Achieving political consensus is crucial yet challenging for the effective functioning of social governance. However, although frontier AI systems represented by large language models (LLMs) have developed rapidly in recent years, their capabilities in this scope are still understudied. In this paper, we introduce PoliCon, a novel benchmark constructed from 2,225 high-quality deliberation records of the European Parliament over 13 years, ranging from 2009 to 2022, to evaluate the ability of LLMs to draft consensus resolutions based on divergent party positions under varying collective decision-making contexts and political requirements. Specifically, PoliCon incorporates four factors to build each task environment for finding different political consensus: specific political issues, political goals, participating parties, and power structures based on seat distribution. We also developed an evaluation framework based on social choice theory for PoliCon, which simulates the real voting outcomes of different political parties to assess whether LLM-generated resolutions meet the requirements of the predetermined political consensus. Our experimental results demonstrate that even state-of-the-art models remain undersatisfied with complex tasks like passing resolutions by a two-thirds majority and addressing security issues, while uncovering their inherent partisan biases and revealing some behaviors LLMs show to achieve the consensus, such as prioritizing the stance of the dominant party instead of uniting smaller parties, which highlights PoliCon's promise as an effective platform for studying LLMs' ability to promote political consensus. The code and dataset are released at https://zowiezhang.github.io/projects/PoliCon.

Paper Structure

This paper contains 76 sections, 2 equations, 13 figures, 15 tables.

Figures (13)

  • Figure 1: An example scenario in PoliCon. In each task, PoliCon builds a collective decision-making environment with varying political goals, power structures, issues, and participating parties. The tested LLM then attempts to achieve a consensus resolution based on these setups and the divergent party positions.
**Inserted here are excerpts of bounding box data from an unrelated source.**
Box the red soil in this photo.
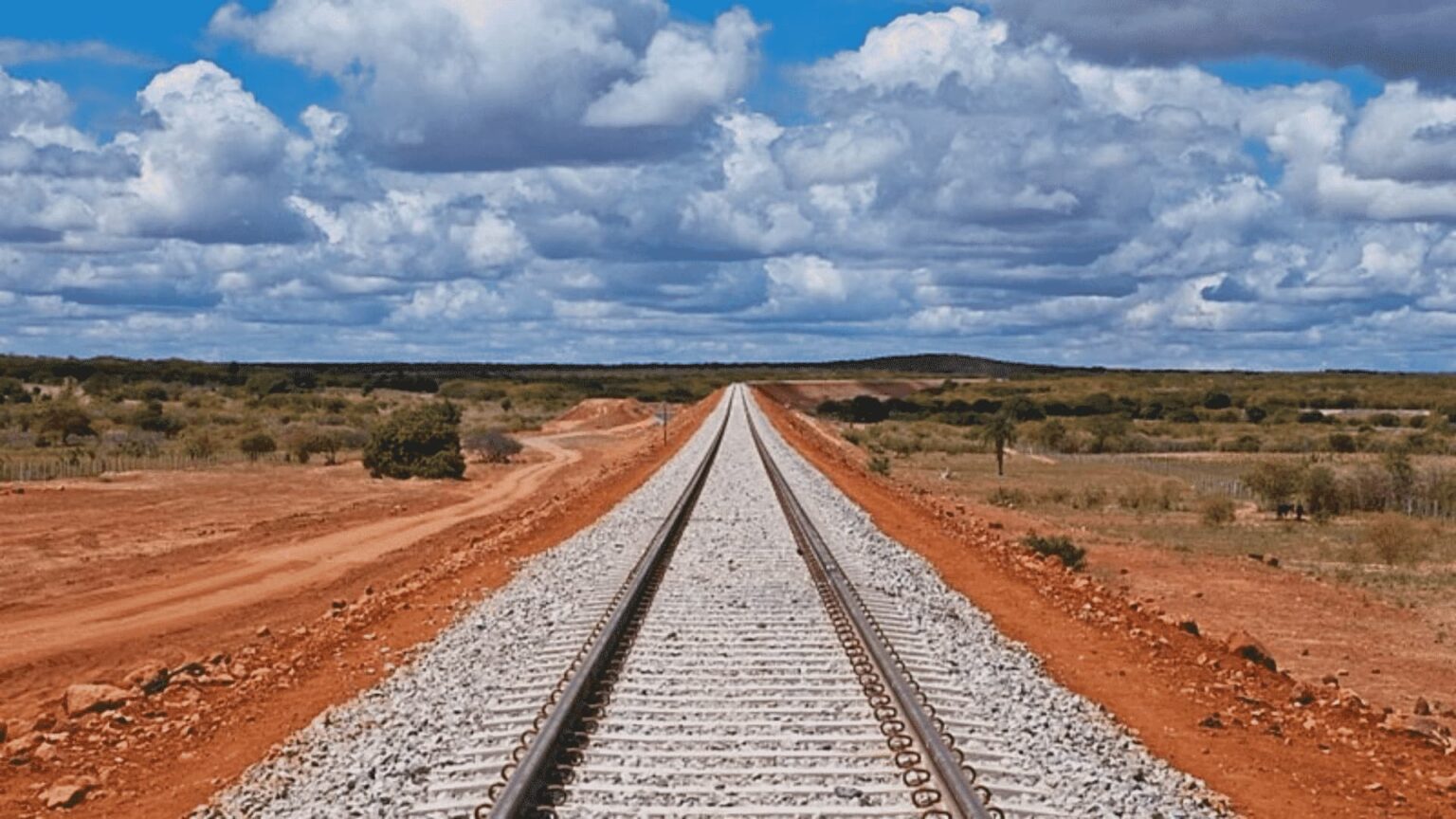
[0,396,717,819]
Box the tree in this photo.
[364,401,464,480]
[36,401,96,446]
[237,433,278,461]
[1380,446,1415,504]
[182,430,217,461]
[1241,461,1304,507]
[463,430,522,464]
[1087,415,1127,452]
[304,431,343,466]
[981,412,1016,475]
[848,395,889,424]
[1032,418,1067,452]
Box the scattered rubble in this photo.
[64,683,131,717]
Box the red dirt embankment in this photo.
[0,395,718,819]
[541,398,652,433]
[761,387,1456,819]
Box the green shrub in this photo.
[237,433,278,461]
[986,486,1027,509]
[182,430,217,461]
[1198,496,1238,526]
[364,401,464,480]
[1071,483,1106,509]
[1021,532,1087,570]
[1239,461,1304,509]
[1304,466,1341,520]
[1364,515,1431,565]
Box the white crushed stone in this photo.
[193,387,1220,819]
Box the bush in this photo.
[1021,532,1087,570]
[1364,515,1431,565]
[237,433,278,461]
[1071,483,1106,510]
[182,430,217,461]
[35,401,96,446]
[1239,461,1304,509]
[1304,466,1341,520]
[1219,434,1264,452]
[986,486,1027,509]
[848,395,889,424]
[1198,496,1238,526]
[364,401,464,480]
[464,430,522,464]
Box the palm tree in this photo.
[980,411,1016,477]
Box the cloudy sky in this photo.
[0,0,1456,362]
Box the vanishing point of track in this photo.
[416,386,1049,819]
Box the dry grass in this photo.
[894,443,1456,607]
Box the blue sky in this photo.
[0,0,1456,362]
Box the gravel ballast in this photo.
[195,389,1220,819]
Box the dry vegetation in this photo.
[817,373,1456,605]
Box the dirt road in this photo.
[0,399,717,819]
[764,387,1456,819]
[0,433,591,682]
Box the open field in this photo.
[767,382,1456,713]
[0,361,1456,816]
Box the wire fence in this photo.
[0,452,281,482]
[1024,449,1456,520]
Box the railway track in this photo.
[413,386,1057,819]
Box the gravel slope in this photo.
[195,392,1217,819]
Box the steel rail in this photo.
[744,387,1002,819]
[475,395,733,819]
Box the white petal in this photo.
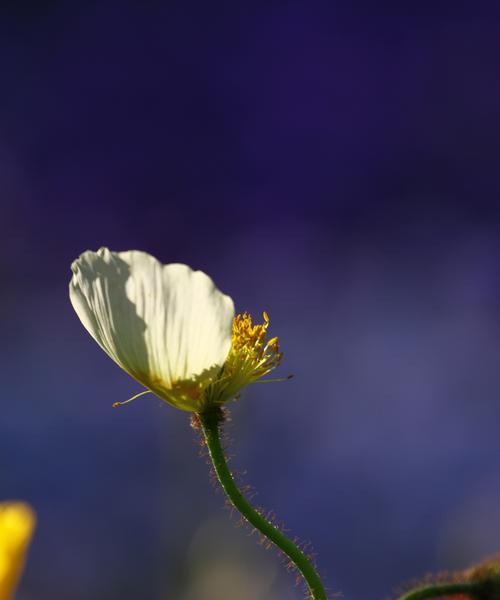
[70,248,234,389]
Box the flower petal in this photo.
[70,248,234,398]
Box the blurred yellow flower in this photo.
[70,248,281,412]
[0,502,36,600]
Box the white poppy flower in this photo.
[70,248,281,412]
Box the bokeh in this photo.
[0,1,500,600]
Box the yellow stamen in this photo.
[0,502,36,600]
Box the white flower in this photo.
[70,248,281,412]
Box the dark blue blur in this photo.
[0,0,500,600]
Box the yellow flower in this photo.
[70,248,281,412]
[0,502,36,600]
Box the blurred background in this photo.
[0,0,500,600]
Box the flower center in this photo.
[226,312,282,379]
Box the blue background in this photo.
[0,1,500,600]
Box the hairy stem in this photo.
[198,410,327,600]
[399,583,478,600]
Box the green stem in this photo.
[198,410,327,600]
[399,583,478,600]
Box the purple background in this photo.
[0,1,500,600]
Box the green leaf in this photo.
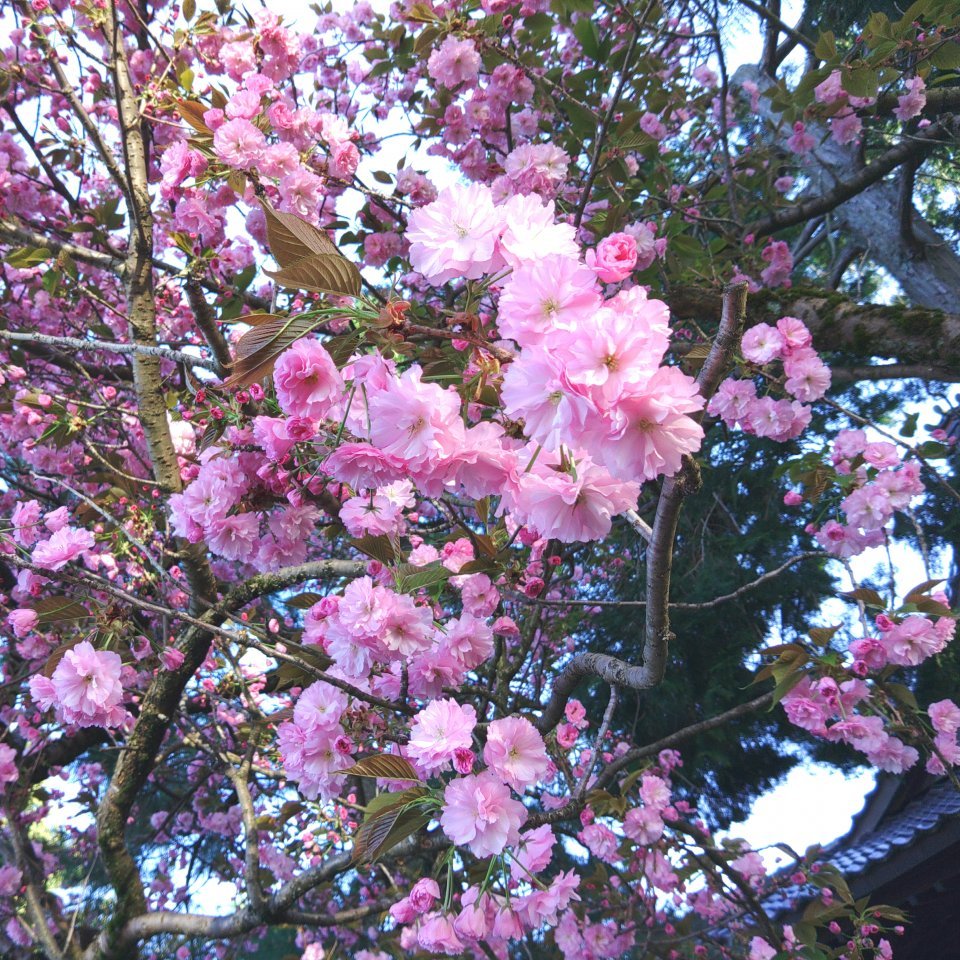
[30,597,93,626]
[4,247,53,270]
[834,587,887,608]
[263,252,360,297]
[813,30,837,60]
[284,591,323,610]
[393,560,453,593]
[350,534,399,567]
[930,40,960,70]
[885,683,920,710]
[840,64,880,97]
[573,17,600,60]
[770,670,807,710]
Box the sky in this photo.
[28,0,952,924]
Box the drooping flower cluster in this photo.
[707,317,830,441]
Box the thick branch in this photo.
[667,287,960,382]
[536,283,747,733]
[0,330,217,372]
[744,123,948,240]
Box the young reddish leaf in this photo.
[338,753,420,783]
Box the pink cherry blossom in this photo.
[407,700,477,773]
[440,771,527,857]
[483,717,548,793]
[31,527,95,571]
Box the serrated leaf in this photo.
[457,557,501,577]
[197,417,227,453]
[840,587,887,610]
[840,64,880,97]
[223,317,320,387]
[813,30,837,60]
[393,560,453,593]
[260,200,352,268]
[30,597,93,626]
[263,253,360,297]
[3,247,53,270]
[337,753,420,783]
[904,580,944,601]
[770,670,807,710]
[914,597,954,617]
[350,534,398,567]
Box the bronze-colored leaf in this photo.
[236,313,283,327]
[263,253,360,297]
[353,787,431,862]
[223,317,319,387]
[260,200,360,297]
[338,753,420,783]
[260,200,343,267]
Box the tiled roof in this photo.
[764,779,960,915]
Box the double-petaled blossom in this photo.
[440,771,527,857]
[483,717,549,793]
[273,337,344,420]
[30,640,127,727]
[407,700,477,773]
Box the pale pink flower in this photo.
[503,460,640,543]
[213,119,267,170]
[417,913,465,956]
[577,823,620,863]
[483,717,549,793]
[0,743,20,792]
[410,877,440,913]
[427,36,480,88]
[497,256,600,347]
[207,513,260,563]
[740,323,784,364]
[893,76,927,122]
[501,349,596,453]
[7,607,40,638]
[510,823,557,880]
[368,364,463,464]
[407,700,477,773]
[880,617,947,667]
[783,355,831,403]
[564,300,669,408]
[440,771,527,857]
[273,337,344,420]
[406,183,503,283]
[498,193,580,269]
[599,367,703,481]
[30,527,95,571]
[30,640,125,727]
[787,120,817,153]
[927,700,960,734]
[777,317,813,356]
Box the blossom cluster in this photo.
[707,317,830,441]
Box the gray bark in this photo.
[733,65,960,310]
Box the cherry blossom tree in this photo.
[0,0,960,960]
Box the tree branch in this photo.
[535,283,747,733]
[743,122,947,240]
[0,330,218,373]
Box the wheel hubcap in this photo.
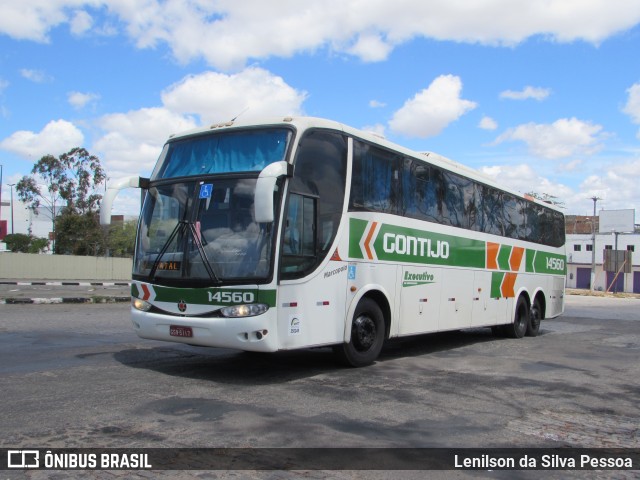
[351,315,376,352]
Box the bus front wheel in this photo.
[334,298,385,367]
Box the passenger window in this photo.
[282,193,316,273]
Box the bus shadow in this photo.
[114,328,544,385]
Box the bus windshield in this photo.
[151,128,292,180]
[133,177,273,285]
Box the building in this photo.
[565,215,640,293]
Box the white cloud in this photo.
[93,108,196,178]
[162,67,307,124]
[347,33,393,62]
[478,116,498,130]
[622,83,640,139]
[500,86,551,102]
[0,120,84,160]
[20,68,51,83]
[480,164,574,202]
[360,123,385,138]
[494,118,602,159]
[369,100,387,108]
[0,0,640,69]
[389,75,476,138]
[69,10,93,35]
[580,158,640,210]
[67,92,100,110]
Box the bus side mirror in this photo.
[253,161,293,223]
[100,177,149,225]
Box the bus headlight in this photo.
[220,303,269,318]
[131,297,151,312]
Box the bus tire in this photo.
[527,299,542,337]
[504,295,529,338]
[333,298,385,367]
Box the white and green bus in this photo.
[101,117,565,366]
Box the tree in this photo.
[16,147,106,253]
[56,207,106,256]
[4,233,49,253]
[525,192,564,208]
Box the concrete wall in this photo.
[0,252,132,281]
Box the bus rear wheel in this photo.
[527,299,542,337]
[333,298,385,367]
[504,296,530,338]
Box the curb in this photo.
[0,297,131,305]
[0,280,131,305]
[0,281,131,287]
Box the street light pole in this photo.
[7,183,16,235]
[591,195,601,292]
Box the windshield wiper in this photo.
[149,220,221,283]
[149,220,187,280]
[189,223,220,283]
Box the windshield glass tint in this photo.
[134,178,272,283]
[152,128,291,180]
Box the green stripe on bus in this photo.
[373,224,486,268]
[153,285,276,307]
[349,218,369,258]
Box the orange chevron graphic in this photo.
[509,247,524,272]
[364,222,378,260]
[500,273,518,298]
[487,242,500,270]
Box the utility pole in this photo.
[591,195,601,292]
[7,183,16,235]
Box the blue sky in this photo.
[0,0,640,225]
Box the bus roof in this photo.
[169,116,560,211]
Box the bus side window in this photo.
[282,193,316,272]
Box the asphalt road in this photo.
[0,296,640,479]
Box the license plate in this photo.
[169,325,193,337]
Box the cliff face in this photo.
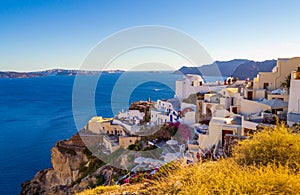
[21,133,111,195]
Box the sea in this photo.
[0,71,220,195]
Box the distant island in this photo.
[0,69,125,78]
[0,59,277,79]
[174,59,277,79]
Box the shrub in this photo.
[233,124,300,167]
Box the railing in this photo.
[287,113,300,122]
[294,72,300,80]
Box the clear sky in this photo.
[0,0,300,71]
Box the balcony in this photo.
[293,72,300,80]
[287,112,300,123]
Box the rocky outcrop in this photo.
[21,133,111,195]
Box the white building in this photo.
[175,74,225,100]
[150,99,180,125]
[287,71,300,126]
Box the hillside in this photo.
[0,69,124,78]
[175,59,277,79]
[79,124,300,195]
[175,59,249,76]
[233,60,277,79]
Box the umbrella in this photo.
[166,139,178,146]
[134,157,145,164]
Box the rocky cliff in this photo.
[21,133,114,195]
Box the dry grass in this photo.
[80,125,300,195]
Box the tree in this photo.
[280,75,291,89]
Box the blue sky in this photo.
[0,0,300,71]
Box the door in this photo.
[247,91,253,100]
[222,130,233,146]
[232,107,237,114]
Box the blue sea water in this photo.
[0,72,220,195]
[0,72,181,194]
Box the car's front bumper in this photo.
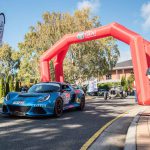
[2,105,54,117]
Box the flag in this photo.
[0,13,5,46]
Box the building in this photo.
[99,60,133,83]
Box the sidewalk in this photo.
[136,107,150,150]
[88,106,150,150]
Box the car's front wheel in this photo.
[54,98,63,117]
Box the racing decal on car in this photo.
[62,93,71,104]
[33,104,46,107]
[13,101,24,105]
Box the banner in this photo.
[0,13,5,46]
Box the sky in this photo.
[0,0,150,61]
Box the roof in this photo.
[113,59,133,70]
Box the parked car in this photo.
[2,82,85,117]
[97,89,108,96]
[104,86,127,100]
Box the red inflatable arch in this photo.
[40,23,150,105]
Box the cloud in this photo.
[77,0,100,13]
[141,2,150,30]
[118,49,131,62]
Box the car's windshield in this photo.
[28,83,60,93]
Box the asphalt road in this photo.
[0,98,136,150]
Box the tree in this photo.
[18,9,119,81]
[15,77,20,92]
[0,44,20,77]
[121,76,126,86]
[9,76,14,92]
[0,77,5,98]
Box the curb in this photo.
[80,111,129,150]
[124,109,145,150]
[124,114,140,150]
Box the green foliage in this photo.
[5,76,10,95]
[18,9,119,81]
[0,77,5,98]
[9,76,14,92]
[121,74,134,91]
[0,44,20,76]
[15,78,20,92]
[121,76,127,87]
[98,82,120,90]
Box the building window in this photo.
[106,74,112,80]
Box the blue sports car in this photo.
[2,82,85,117]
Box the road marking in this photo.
[80,111,129,150]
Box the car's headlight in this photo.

The outcome is evaluated first via a simulated vote and then mapped to a quantitative score according to the specific environment setting by PoliCon's evaluation framework.
  • Figure 2: The 5 coarse-grained and 19 fine-grained topic categories of issues in PoliCon, whose definitions can be found in Appendix \ref{['app:task_topic_details']}. The shade of the color indicates the proportion of the fine-grained topic within the coarse-grained topic; the darker the color, the higher the proportion.
  • Figure 3: Semantic representation distribution of party stances (indicated by their symbols) in the 7th (2009-2014) and 8th (2014-2019) terms of the European Parliament in PoliCon.
  • Figure 4: The error distribution between our simulation and the ground truth voting results. The x-axis indicates the difference between the evaluator's simulation results and the ground truth.
  • Figure 5: The average contribution ratio of the largest party to other parties in failed and passed cases across SM and 2/3M.